Aus dem Wohnzimmer drang Dean Martins I’ll be home at Christmas, und ich schwor mir ein weiteres Mal, nächstes Jahr erst am Heiligabend anzureisen. Ein Tag zu früh, war ein Tag mehr, an dem Mama mich wie eine Gans stopfen konnte. Zum Glück hatte sich Oma zu Papa und Opa ins Wohnzimmer zurückgezogen, sonst würde auch sie mich mit etwaigen Dingen füttern.

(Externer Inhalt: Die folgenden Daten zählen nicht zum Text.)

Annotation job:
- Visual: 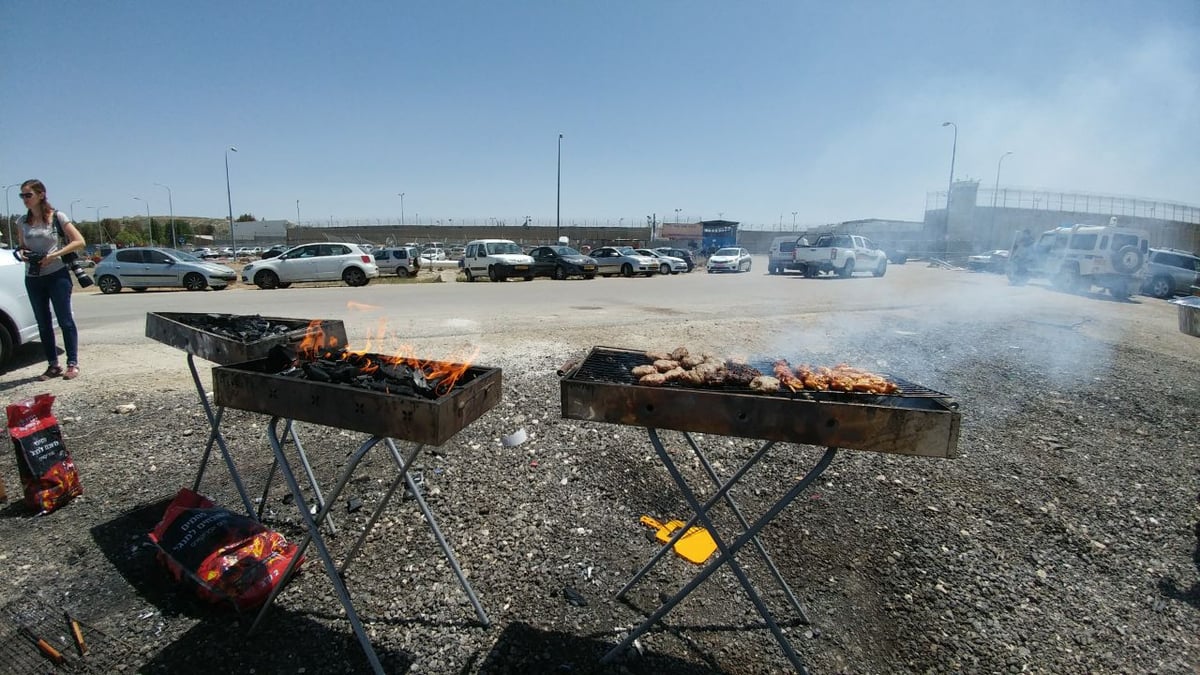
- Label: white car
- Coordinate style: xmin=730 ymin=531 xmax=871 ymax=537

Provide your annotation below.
xmin=708 ymin=246 xmax=751 ymax=274
xmin=458 ymin=239 xmax=533 ymax=281
xmin=0 ymin=249 xmax=38 ymax=370
xmin=634 ymin=249 xmax=688 ymax=274
xmin=241 ymin=241 xmax=379 ymax=288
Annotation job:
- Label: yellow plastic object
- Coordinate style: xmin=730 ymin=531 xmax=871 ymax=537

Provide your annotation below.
xmin=641 ymin=515 xmax=716 ymax=565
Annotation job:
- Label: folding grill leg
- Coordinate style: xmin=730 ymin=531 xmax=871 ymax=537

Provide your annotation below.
xmin=250 ymin=417 xmax=384 ymax=675
xmin=600 ymin=429 xmax=838 ymax=673
xmin=388 ymin=438 xmax=482 ymax=627
xmin=683 ymin=431 xmax=809 ymax=623
xmin=187 ymin=354 xmax=254 ymax=515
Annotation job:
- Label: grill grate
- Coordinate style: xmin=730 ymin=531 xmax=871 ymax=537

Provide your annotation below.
xmin=572 ymin=347 xmax=949 ymax=401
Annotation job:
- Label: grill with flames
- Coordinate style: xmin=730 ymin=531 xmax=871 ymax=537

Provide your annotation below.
xmin=212 ymin=329 xmax=502 ymax=446
xmin=560 ymin=347 xmax=961 ymax=458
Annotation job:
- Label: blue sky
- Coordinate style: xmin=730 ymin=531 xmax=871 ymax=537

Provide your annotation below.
xmin=0 ymin=0 xmax=1200 ymax=226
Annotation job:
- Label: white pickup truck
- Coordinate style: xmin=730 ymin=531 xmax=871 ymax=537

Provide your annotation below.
xmin=790 ymin=234 xmax=888 ymax=273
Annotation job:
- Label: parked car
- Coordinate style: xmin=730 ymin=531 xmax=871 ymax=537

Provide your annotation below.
xmin=0 ymin=249 xmax=38 ymax=370
xmin=589 ymin=246 xmax=662 ymax=276
xmin=967 ymin=249 xmax=1008 ymax=274
xmin=654 ymin=246 xmax=696 ymax=271
xmin=374 ymin=246 xmax=421 ymax=279
xmin=708 ymin=246 xmax=754 ymax=274
xmin=94 ymin=246 xmax=238 ymax=294
xmin=529 ymin=246 xmax=596 ymax=279
xmin=241 ymin=241 xmax=379 ymax=288
xmin=458 ymin=239 xmax=533 ymax=281
xmin=634 ymin=249 xmax=688 ymax=274
xmin=1141 ymin=249 xmax=1200 ymax=298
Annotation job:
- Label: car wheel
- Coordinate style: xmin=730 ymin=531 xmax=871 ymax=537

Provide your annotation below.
xmin=96 ymin=274 xmax=121 ymax=295
xmin=1150 ymin=276 xmax=1175 ymax=298
xmin=184 ymin=271 xmax=209 ymax=291
xmin=254 ymin=269 xmax=280 ymax=291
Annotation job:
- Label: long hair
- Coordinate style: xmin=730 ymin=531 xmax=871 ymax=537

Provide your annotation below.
xmin=20 ymin=178 xmax=54 ymax=225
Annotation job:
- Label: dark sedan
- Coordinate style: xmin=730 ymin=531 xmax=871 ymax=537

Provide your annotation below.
xmin=529 ymin=246 xmax=596 ymax=279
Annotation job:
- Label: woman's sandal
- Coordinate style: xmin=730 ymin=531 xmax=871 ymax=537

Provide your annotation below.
xmin=37 ymin=365 xmax=63 ymax=382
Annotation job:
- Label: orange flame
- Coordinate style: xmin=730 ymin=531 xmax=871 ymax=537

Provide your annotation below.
xmin=298 ymin=319 xmax=479 ymax=396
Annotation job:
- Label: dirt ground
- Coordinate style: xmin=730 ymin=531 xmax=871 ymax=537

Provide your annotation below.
xmin=0 ymin=265 xmax=1200 ymax=674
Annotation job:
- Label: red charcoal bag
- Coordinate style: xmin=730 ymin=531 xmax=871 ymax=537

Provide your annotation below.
xmin=7 ymin=394 xmax=83 ymax=513
xmin=150 ymin=488 xmax=299 ymax=610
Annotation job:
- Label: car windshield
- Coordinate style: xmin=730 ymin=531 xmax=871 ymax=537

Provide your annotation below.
xmin=487 ymin=241 xmax=521 ymax=256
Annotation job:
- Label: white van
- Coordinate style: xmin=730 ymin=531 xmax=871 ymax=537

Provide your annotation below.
xmin=458 ymin=239 xmax=533 ymax=281
xmin=767 ymin=234 xmax=800 ymax=274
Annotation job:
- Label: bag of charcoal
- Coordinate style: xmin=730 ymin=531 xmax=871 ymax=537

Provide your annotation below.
xmin=7 ymin=394 xmax=83 ymax=515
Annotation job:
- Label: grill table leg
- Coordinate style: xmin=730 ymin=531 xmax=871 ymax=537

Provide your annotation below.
xmin=250 ymin=417 xmax=384 ymax=675
xmin=187 ymin=354 xmax=254 ymax=511
xmin=600 ymin=429 xmax=838 ymax=674
xmin=683 ymin=431 xmax=809 ymax=623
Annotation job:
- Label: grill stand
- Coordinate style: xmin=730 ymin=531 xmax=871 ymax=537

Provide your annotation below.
xmin=187 ymin=353 xmax=337 ymax=534
xmin=250 ymin=416 xmax=491 ymax=675
xmin=601 ymin=428 xmax=838 ymax=674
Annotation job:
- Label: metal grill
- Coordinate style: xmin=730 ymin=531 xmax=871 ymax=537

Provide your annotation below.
xmin=560 ymin=347 xmax=961 ymax=458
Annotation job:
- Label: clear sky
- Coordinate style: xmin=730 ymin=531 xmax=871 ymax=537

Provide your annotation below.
xmin=0 ymin=0 xmax=1200 ymax=226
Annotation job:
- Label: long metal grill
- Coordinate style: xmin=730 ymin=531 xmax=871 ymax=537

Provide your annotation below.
xmin=574 ymin=347 xmax=949 ymax=402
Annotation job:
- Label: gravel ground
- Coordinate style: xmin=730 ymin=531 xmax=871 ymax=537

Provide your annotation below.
xmin=0 ymin=285 xmax=1200 ymax=674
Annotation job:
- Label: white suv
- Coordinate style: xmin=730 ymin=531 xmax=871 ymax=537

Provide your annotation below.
xmin=241 ymin=241 xmax=379 ymax=288
xmin=458 ymin=239 xmax=533 ymax=281
xmin=1009 ymin=222 xmax=1150 ymax=299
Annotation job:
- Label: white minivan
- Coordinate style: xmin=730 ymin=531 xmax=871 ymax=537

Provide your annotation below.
xmin=458 ymin=239 xmax=533 ymax=281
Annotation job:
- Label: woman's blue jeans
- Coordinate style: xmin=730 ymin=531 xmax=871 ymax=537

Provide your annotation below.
xmin=25 ymin=268 xmax=79 ymax=365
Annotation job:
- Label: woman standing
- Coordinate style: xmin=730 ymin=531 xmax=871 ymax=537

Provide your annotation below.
xmin=17 ymin=180 xmax=86 ymax=381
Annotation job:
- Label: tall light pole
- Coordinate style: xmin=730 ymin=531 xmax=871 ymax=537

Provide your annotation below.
xmin=4 ymin=184 xmax=19 ymax=249
xmin=991 ymin=150 xmax=1013 ymax=227
xmin=86 ymin=204 xmax=108 ymax=244
xmin=942 ymin=121 xmax=959 ymax=255
xmin=134 ymin=197 xmax=155 ymax=246
xmin=155 ymin=183 xmax=179 ymax=249
xmin=226 ymin=145 xmax=238 ymax=251
xmin=554 ymin=133 xmax=563 ymax=243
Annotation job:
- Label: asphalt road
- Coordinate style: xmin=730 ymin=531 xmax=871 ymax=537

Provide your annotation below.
xmin=7 ymin=256 xmax=1198 ymax=388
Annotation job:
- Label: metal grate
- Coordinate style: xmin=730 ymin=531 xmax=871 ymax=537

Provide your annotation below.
xmin=572 ymin=347 xmax=949 ymax=401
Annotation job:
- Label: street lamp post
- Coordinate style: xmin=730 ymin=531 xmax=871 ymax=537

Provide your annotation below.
xmin=134 ymin=197 xmax=155 ymax=246
xmin=942 ymin=121 xmax=959 ymax=255
xmin=554 ymin=133 xmax=563 ymax=241
xmin=226 ymin=145 xmax=238 ymax=251
xmin=991 ymin=150 xmax=1013 ymax=228
xmin=4 ymin=184 xmax=18 ymax=249
xmin=155 ymin=183 xmax=179 ymax=249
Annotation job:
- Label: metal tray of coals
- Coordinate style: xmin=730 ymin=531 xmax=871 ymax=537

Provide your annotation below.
xmin=212 ymin=359 xmax=502 ymax=446
xmin=560 ymin=347 xmax=962 ymax=458
xmin=146 ymin=312 xmax=347 ymax=365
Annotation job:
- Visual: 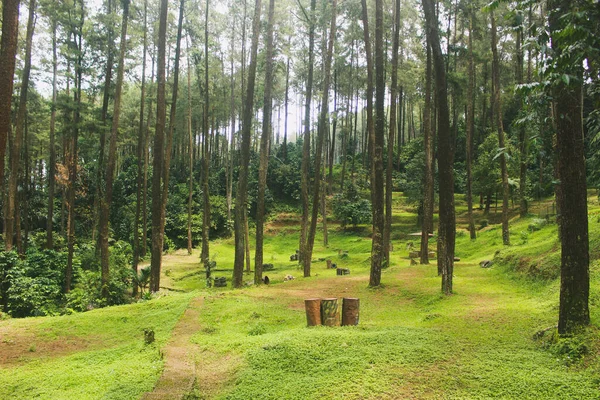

Ich griff nach dem Löffel des Kakaos und schaufelte die erste Portion Schlagobers in meinen Mund. Langsam ließ ich sie schmelzen. Hoffentlich übergab ich mich nicht, dann würden mich die Zwillinge meines Bruders Chris die ganzen Feiertage über aufziehen. Mama würde es ihnen nämlich brühwarm erzählen, und Lea und Leon, so hießen die Zwillinge, würden sich darüber lustig machen. Ich kannte sie, sie waren vierzehn und mitten in der Pubertät. Sie fanden entweder alles schrecklich oder übertrieben witzig. Dazwischen gab es nichts. Chris lebte mit seiner Frau und den beiden Kids in Wiener Neustadt, ein gutes Stück von Wien entfernt, aber nicht zu weit, um sich nicht regelmäßig zu sehen. Deshalb bekam ich viel zu viele Einzelheiten mit, wenn Lea und Leon ihren Vater den letzten Nerv raubten. Oder mir. Seit rund zwei Jahren waren sie nicht nur frech und vorlaut, sondern auch niederschmetternd und verletzend.
Ich linste auf meine Uhr, Chris hatte versprochen, bis spätestens halb vier hier zu sein, damit ich Mama und die anderen nicht alleine ausgeliefert war. Sosehr ich meine Familie liebte, so sehr konnten sie mir auch auf den Geist gehen. Am Schluss endeten wir immer wieder bei der Diskussion, dass ich unverheiratet sei und ein schäbiges Singledasein führe. Als wäre es so leicht, den richtigen Partner zu finden. Als würde an jeder Straßenecke ein passender Kandidat warten. Sollte Tante Resi noch vor Chris eintreffen, wechselte das Thema zusätzlich in jene Richtung, die wir seit über einem Jahrzehnt mieden, vor ihr auszusprechen. Nämlich, dass ich schwul war und somit keine weitere Schwiegertochter ins Haus kam. Ich hatte mich vor vierzehn Jahren geoutet, und es war von allen mehr oder weniger gelassen hingenommen worden. Mama und Papa hatten es akzeptiert, Opa auch, bei Oma war ich mir nicht sicher, ob sie verstand, was ich ihr gesagt hatte.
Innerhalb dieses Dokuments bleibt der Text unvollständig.